API attacks surge due to rise in AI
According to a recent report by Kong, 25% of respondents have encountered AI-enhanced security threats related to APIs or LLMs, with 75% of respondents expressing serious concern about AI-enhanced attacks in the future. While 85% say they’re confident in their organization’s security capabilities, 55% of respondents cited they’ve experienced an API security incident in the past year, highlighting a notable disconnect.
While 92% of respondents say they are taking measures to counter AI-enhanced attacks and 88% of respondents citing API security as a top priority, it is clear that many organizations lack the comprehensive security measures needed to protect their API infrastructure in the AI era.
As might be expected 84% of respondents feel AI and LLMs will make securing APIs more difficult, but surprisingly, the research finds many basic API security tactics being left out of overall strategy.
Thirty-five percent of organizations are adopting zero-trust architecture in order to mitigate API security risks and 3% of respondents cite shadow APIs as a significant security threat to their organization.

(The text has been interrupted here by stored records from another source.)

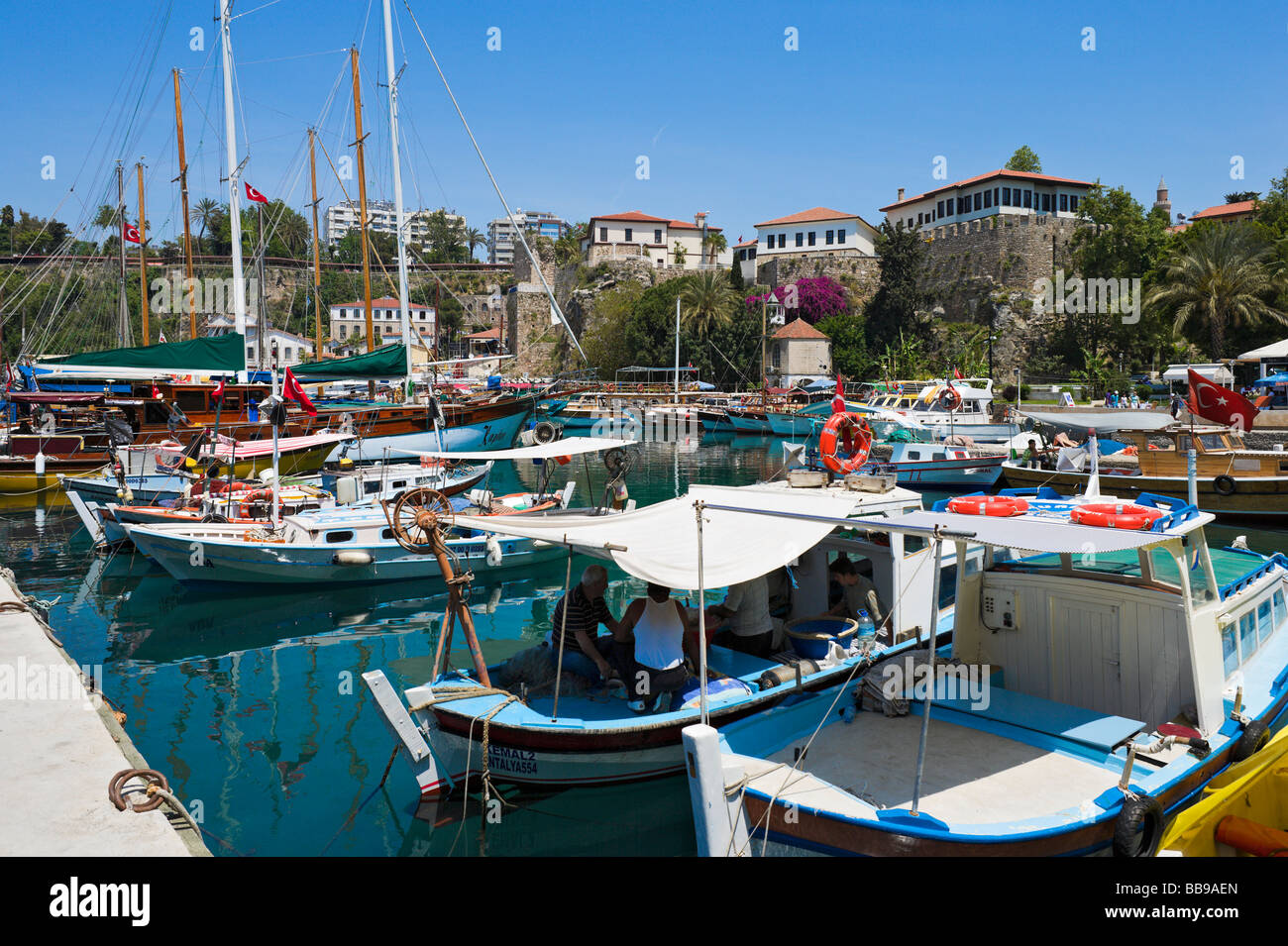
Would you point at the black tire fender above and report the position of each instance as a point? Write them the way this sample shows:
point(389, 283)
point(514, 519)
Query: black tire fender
point(1138, 828)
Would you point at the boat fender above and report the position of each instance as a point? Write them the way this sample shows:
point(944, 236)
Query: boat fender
point(1138, 828)
point(1254, 735)
point(352, 558)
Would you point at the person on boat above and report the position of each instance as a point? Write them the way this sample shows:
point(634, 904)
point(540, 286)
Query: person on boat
point(850, 592)
point(585, 652)
point(743, 618)
point(657, 624)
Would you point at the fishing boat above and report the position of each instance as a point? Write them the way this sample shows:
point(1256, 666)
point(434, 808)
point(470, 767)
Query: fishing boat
point(1233, 481)
point(938, 467)
point(498, 725)
point(1093, 687)
point(361, 545)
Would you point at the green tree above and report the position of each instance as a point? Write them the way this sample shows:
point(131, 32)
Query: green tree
point(1222, 275)
point(1024, 159)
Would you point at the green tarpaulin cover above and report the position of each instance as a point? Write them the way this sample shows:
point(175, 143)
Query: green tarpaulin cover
point(218, 354)
point(385, 362)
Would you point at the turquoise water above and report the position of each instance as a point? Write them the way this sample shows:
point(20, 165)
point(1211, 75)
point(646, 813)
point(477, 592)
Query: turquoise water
point(253, 701)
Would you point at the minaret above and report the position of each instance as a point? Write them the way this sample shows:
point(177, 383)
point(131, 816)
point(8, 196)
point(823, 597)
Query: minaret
point(1162, 201)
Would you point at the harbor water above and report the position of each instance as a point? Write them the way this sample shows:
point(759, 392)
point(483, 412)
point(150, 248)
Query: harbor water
point(253, 704)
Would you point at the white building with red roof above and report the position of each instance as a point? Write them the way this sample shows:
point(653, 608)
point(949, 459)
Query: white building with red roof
point(815, 231)
point(990, 194)
point(349, 321)
point(661, 241)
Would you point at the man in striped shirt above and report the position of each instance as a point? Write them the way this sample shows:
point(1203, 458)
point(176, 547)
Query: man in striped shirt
point(585, 653)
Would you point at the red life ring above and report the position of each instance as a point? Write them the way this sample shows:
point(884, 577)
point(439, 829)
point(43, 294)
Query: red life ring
point(850, 429)
point(990, 504)
point(1122, 515)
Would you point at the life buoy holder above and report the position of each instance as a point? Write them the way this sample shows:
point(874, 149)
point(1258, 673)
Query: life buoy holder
point(850, 431)
point(990, 506)
point(1121, 515)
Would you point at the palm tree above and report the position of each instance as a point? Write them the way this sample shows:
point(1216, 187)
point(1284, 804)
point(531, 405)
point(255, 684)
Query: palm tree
point(715, 245)
point(707, 301)
point(475, 239)
point(205, 214)
point(1222, 275)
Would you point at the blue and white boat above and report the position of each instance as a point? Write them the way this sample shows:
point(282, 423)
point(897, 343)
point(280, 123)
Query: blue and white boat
point(1093, 687)
point(524, 730)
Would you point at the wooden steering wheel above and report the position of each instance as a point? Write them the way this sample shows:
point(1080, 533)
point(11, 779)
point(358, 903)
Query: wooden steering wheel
point(417, 515)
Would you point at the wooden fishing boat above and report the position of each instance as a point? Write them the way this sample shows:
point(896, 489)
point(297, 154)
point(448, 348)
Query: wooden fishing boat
point(1120, 671)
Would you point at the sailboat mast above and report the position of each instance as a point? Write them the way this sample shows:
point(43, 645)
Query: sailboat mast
point(143, 261)
point(362, 197)
point(233, 167)
point(123, 328)
point(187, 232)
point(317, 264)
point(398, 210)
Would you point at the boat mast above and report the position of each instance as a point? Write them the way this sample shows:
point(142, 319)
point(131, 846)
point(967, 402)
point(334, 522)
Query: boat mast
point(233, 168)
point(123, 327)
point(143, 261)
point(404, 315)
point(362, 196)
point(317, 265)
point(189, 288)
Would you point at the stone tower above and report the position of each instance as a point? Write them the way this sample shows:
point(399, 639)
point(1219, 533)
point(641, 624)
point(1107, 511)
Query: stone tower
point(1162, 201)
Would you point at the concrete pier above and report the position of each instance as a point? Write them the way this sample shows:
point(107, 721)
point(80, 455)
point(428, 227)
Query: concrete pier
point(60, 748)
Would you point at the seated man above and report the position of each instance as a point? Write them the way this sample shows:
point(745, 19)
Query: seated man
point(743, 618)
point(853, 592)
point(658, 626)
point(585, 653)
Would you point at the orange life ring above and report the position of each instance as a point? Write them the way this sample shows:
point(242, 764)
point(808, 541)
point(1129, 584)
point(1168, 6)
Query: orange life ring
point(1121, 515)
point(857, 438)
point(990, 504)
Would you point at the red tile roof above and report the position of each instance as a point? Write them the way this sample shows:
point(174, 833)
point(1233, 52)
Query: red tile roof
point(809, 216)
point(799, 328)
point(384, 302)
point(1227, 210)
point(990, 175)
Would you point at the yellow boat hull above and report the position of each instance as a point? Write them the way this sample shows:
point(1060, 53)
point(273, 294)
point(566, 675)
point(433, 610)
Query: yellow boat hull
point(1254, 789)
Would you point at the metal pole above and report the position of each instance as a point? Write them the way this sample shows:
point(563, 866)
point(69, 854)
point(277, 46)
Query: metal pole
point(702, 624)
point(930, 683)
point(233, 167)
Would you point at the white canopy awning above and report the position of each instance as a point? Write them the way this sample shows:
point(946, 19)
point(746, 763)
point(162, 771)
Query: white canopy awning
point(1030, 533)
point(660, 543)
point(568, 447)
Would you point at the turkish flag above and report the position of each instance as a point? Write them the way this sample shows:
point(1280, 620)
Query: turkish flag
point(291, 390)
point(1220, 404)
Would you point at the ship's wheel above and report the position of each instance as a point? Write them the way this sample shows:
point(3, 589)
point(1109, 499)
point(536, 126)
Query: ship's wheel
point(417, 515)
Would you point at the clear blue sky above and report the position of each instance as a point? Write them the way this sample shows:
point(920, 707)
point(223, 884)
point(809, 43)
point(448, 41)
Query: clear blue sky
point(732, 123)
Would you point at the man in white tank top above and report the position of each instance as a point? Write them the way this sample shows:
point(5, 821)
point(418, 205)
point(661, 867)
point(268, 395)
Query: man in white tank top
point(658, 623)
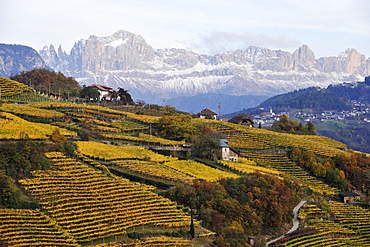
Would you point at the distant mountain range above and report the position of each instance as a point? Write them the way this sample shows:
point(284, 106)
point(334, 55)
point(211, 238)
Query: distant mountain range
point(236, 79)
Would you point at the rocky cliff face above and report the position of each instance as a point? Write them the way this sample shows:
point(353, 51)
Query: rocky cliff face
point(126, 60)
point(17, 58)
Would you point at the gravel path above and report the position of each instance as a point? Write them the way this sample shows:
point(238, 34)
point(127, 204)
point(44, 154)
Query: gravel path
point(295, 222)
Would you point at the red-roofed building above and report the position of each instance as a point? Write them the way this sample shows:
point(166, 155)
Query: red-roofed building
point(105, 91)
point(207, 113)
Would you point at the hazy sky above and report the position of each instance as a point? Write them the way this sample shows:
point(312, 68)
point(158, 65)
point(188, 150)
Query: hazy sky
point(328, 27)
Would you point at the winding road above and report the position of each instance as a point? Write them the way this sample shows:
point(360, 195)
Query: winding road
point(295, 222)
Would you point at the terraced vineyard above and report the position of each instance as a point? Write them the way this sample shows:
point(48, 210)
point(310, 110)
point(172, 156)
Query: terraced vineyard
point(21, 227)
point(244, 137)
point(349, 226)
point(152, 241)
point(90, 205)
point(13, 127)
point(294, 172)
point(127, 156)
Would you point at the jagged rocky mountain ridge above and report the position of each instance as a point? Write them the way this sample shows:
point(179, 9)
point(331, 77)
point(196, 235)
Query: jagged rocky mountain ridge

With the convergence of APIs and AI, it is more important than ever to have a strong API security posture.
The top three measures organizations are taking to secure APIs against AI-enhanced threats include increased monitoring and traffic analysis (66%), educating staff on AI-related threats (60%) and AI-driven threat detection systems (51%).
The top three steps being taken to mitigate API security risks are API monitoring and anomaly detection tools (63%), API gateway solutions (61%), and API encryption and tokenization (58%). Forty-five percent of organizations have dedicated at least 20% of their cybersecurity budgets to API security. According to the report, 41% are unsure or doubtful that their organization’s investment is enough to cover API security risks.